Thursday morning, the Florida Panhandle and parts of Georgia awoke to blocked roads, downed trees, flooded streets and flights that were either canceled or rerouted. Travelers were being urged by airports, airlines, and government entities to avoid travel to the area for their own safety and for the safety of rescue crews who are frantically working to assess the damage.
Although the regional air travel hub, Atlanta-Hartfield airport, fared relatively well and stayed open during the storm.
Among the region’s smaller airports, which had closed while the hurricane made landfall, Tallahassee International Airport, was scheduled to reopen on Thursday; Panama City remained closed to commercial flights; Destin Fort Walton Beach airport had reopened; and Pensacola International Airport was open but with cancellations.
Scattered flight cancellations were being reported at airports across the region, from Florida to the Carolinas, including at airports in Savannah, Ga., Charleston, S.C., and Wilmington, N.C. Most airlines, including American, Delta, Southwest and United, have advised affected passengers to contact the airline for further information, and many airlines are offering refunds and waiving change fees for those whose travel has been interrupted by the storm.

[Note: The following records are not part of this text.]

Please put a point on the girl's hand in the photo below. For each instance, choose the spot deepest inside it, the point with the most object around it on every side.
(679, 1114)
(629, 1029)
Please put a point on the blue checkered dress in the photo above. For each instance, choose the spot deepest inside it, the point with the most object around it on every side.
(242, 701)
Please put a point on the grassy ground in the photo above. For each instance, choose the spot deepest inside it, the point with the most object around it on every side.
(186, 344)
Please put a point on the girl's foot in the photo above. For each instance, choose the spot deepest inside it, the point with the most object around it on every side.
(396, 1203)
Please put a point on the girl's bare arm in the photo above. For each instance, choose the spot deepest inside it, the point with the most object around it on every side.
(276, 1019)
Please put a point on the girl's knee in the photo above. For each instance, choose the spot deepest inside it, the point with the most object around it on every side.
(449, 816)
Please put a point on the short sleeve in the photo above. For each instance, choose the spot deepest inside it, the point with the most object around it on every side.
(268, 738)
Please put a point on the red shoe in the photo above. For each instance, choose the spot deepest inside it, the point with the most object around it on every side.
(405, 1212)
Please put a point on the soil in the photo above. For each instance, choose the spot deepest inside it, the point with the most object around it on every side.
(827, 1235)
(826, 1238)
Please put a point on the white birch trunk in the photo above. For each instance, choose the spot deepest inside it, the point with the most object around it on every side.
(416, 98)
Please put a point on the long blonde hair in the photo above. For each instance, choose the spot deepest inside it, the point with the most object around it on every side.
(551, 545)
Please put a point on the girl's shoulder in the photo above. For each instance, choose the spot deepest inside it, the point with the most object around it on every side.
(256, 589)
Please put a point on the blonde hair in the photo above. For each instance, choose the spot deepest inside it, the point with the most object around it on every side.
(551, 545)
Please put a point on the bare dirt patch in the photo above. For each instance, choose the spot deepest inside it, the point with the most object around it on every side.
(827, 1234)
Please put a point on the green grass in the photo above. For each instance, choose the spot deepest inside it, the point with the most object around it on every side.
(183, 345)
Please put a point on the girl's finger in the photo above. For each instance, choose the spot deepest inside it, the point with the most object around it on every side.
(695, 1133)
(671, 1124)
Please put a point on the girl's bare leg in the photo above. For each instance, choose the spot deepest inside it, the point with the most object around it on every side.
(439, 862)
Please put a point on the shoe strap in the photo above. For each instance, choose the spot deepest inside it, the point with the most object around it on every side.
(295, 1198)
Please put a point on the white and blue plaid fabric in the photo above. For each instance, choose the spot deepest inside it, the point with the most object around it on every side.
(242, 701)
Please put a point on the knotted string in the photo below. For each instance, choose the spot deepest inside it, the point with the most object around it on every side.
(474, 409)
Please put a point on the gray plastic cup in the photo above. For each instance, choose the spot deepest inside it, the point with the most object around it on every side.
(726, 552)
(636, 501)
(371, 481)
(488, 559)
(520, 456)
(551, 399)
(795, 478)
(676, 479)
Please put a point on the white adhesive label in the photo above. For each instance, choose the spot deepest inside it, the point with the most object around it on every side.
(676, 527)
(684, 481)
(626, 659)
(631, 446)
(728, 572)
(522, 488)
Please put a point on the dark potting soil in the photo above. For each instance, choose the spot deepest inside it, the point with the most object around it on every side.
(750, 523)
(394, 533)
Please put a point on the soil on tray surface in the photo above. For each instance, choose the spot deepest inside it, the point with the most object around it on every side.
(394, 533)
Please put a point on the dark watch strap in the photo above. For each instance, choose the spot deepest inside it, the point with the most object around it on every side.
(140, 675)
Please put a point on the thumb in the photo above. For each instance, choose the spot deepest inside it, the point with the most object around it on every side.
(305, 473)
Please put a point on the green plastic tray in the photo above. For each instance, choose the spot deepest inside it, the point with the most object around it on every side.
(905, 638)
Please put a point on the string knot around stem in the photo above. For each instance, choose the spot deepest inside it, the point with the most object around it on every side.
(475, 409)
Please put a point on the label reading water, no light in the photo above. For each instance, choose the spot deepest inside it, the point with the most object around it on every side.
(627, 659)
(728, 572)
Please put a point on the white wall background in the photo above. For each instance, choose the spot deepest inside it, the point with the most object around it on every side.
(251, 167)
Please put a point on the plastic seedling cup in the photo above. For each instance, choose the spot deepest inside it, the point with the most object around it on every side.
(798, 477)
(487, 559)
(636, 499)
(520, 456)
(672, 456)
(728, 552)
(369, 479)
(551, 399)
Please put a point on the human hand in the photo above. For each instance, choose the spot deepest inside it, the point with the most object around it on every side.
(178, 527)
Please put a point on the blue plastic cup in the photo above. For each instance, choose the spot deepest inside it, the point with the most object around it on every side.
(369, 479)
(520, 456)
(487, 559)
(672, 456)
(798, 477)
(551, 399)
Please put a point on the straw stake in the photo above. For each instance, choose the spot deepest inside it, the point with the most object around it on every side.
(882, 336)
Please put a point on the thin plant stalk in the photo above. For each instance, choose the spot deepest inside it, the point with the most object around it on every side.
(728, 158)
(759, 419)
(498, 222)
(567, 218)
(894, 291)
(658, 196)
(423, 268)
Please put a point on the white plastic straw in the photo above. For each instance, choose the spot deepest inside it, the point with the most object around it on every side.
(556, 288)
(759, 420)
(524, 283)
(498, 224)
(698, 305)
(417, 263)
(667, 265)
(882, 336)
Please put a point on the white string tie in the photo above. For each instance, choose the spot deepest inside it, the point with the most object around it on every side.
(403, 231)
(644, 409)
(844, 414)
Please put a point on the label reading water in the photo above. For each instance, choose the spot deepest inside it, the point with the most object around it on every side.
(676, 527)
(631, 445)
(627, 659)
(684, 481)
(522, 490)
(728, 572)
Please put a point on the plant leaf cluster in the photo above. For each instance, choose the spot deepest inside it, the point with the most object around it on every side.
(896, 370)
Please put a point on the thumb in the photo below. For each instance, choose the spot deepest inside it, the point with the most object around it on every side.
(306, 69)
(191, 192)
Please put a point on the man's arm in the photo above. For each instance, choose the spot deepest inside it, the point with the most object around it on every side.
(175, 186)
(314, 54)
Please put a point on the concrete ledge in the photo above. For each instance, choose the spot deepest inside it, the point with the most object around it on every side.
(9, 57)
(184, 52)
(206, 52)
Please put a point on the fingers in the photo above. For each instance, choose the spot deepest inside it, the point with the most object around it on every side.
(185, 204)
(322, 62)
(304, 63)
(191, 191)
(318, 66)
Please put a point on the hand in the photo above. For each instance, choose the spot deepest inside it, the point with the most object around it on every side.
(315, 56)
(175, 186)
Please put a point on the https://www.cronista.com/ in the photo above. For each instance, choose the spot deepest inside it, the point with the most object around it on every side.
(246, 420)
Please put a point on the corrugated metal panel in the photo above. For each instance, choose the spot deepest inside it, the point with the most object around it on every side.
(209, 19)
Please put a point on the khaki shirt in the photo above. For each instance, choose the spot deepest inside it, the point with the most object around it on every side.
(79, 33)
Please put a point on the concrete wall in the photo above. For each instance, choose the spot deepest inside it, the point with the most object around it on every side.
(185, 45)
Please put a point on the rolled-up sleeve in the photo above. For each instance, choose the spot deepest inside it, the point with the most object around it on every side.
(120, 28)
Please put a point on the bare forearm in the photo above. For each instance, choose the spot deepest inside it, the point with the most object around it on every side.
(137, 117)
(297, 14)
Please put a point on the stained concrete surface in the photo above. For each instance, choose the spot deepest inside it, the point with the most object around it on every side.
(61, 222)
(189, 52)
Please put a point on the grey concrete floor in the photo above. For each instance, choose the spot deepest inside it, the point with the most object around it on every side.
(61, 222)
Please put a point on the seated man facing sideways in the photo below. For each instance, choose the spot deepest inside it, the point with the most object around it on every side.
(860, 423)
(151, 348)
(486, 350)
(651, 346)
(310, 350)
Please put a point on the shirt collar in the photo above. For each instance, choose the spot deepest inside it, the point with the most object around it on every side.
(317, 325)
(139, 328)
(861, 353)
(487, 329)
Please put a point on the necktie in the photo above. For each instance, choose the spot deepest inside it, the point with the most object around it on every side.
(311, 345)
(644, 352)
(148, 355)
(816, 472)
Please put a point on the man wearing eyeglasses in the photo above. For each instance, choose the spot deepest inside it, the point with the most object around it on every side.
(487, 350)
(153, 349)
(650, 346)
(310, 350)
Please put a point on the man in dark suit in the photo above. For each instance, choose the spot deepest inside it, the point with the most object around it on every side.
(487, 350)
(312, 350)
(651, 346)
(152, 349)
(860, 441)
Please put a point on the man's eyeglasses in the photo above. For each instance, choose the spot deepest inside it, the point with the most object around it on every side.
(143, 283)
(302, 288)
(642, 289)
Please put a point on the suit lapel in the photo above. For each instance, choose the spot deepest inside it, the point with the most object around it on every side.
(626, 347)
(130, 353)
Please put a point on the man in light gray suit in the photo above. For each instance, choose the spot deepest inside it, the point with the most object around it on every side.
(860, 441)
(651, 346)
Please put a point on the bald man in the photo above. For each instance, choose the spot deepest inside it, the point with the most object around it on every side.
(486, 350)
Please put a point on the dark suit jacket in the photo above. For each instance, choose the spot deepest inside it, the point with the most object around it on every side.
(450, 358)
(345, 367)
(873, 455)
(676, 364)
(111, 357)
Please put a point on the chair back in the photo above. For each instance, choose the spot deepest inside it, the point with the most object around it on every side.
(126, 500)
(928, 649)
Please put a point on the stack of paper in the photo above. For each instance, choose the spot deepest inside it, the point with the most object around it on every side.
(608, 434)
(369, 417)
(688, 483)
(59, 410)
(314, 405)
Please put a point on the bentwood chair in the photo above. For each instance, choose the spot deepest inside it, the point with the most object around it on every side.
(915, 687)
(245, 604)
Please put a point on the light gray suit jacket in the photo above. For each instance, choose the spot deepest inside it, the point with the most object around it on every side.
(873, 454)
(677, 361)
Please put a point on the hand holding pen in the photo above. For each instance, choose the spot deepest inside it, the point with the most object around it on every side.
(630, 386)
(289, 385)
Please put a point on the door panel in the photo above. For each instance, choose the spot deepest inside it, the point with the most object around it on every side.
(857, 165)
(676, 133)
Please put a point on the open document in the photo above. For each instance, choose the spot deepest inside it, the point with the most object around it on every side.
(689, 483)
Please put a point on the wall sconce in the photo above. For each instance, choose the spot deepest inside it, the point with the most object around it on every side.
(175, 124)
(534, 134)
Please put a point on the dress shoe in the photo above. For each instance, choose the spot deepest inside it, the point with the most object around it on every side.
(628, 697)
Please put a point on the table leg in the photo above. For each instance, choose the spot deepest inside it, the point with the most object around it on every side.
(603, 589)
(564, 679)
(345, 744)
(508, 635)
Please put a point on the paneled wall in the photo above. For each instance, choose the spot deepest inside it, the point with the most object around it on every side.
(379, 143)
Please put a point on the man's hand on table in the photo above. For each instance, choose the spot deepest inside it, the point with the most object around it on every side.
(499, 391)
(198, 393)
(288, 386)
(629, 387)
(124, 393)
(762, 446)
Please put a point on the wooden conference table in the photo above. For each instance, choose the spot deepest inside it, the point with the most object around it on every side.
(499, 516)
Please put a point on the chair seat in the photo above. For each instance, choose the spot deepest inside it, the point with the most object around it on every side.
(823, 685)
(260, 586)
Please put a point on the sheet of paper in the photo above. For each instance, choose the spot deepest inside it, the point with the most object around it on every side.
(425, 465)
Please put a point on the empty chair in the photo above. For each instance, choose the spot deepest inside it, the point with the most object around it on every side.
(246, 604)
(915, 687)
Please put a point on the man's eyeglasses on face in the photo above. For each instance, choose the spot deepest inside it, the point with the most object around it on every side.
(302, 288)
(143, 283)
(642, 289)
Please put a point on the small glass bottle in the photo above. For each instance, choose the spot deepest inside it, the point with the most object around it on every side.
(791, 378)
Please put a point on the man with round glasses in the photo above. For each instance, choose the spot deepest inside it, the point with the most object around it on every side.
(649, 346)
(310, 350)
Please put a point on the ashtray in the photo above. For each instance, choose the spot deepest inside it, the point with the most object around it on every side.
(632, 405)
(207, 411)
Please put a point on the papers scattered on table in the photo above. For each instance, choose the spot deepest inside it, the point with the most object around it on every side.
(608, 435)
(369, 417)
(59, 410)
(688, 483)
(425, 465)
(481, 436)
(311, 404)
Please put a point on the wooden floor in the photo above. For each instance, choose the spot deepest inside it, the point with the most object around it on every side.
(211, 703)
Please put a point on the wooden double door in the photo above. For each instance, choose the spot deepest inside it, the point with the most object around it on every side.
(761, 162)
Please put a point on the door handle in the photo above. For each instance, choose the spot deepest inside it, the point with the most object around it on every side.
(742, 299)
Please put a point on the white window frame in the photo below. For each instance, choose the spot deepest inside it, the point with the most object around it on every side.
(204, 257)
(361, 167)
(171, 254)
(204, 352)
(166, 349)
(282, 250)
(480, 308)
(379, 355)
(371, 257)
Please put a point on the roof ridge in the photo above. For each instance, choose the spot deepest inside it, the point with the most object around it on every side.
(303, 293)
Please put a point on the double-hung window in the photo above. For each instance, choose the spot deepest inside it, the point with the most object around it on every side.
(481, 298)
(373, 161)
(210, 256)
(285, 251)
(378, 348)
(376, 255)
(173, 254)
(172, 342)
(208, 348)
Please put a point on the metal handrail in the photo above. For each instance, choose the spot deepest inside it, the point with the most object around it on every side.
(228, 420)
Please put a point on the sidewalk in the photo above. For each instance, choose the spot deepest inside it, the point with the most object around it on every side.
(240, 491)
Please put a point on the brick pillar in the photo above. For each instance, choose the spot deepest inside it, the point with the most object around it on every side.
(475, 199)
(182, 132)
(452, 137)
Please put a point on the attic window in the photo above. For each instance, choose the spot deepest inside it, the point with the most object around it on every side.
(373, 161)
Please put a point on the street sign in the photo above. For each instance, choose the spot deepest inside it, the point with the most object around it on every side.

Ground travel also remains affected, particularly in northwest Florida. Florida governor Rick Scott urged residents and travelers on Wednesday to stay off the roads so that emergency responders could get to the area. Those with questions were being directed to the website Floridadisaster.org.
On Thursday, Uber services remained suspended in the Tallahassee and Panama City areas, and Megabus canceled some bus travel through the area from Orlando, Atlanta and New Orleans.
Power outages were reported across the region on Thursday, creating further challenges for residents and travelers alike.
In Panama City, Fla., on Thursday morning, hotel phones went unanswered, even at the area’s major chain hotels like Holiday Inn and the Hilton. Airbnb has activated its “Open Homes” program, which allows local Airbnb hosts to open their homes to evacuees for free.
The Florida Panhandle at this time of year is normally a haven for savvy travelers who have timed their vacation to land during the shoulder season. The area’s white sand beaches and emerald waters are some of the most beloved vacation spots in the region for residents of the Gulf Coast.
But by Thursday morning, the storm’s damage made clear that some of the area’s most sought-after beaches had been significantly changed. Mexico Beach, Fla., a sleepy beach community along a quiet strip of white sand — which locals often describe as being akin to white sugar — was particularly hard hit by the storm. Images of the community showed utter destruction, with entire blocks of homes completely wiped out, leaving only driftwood behind.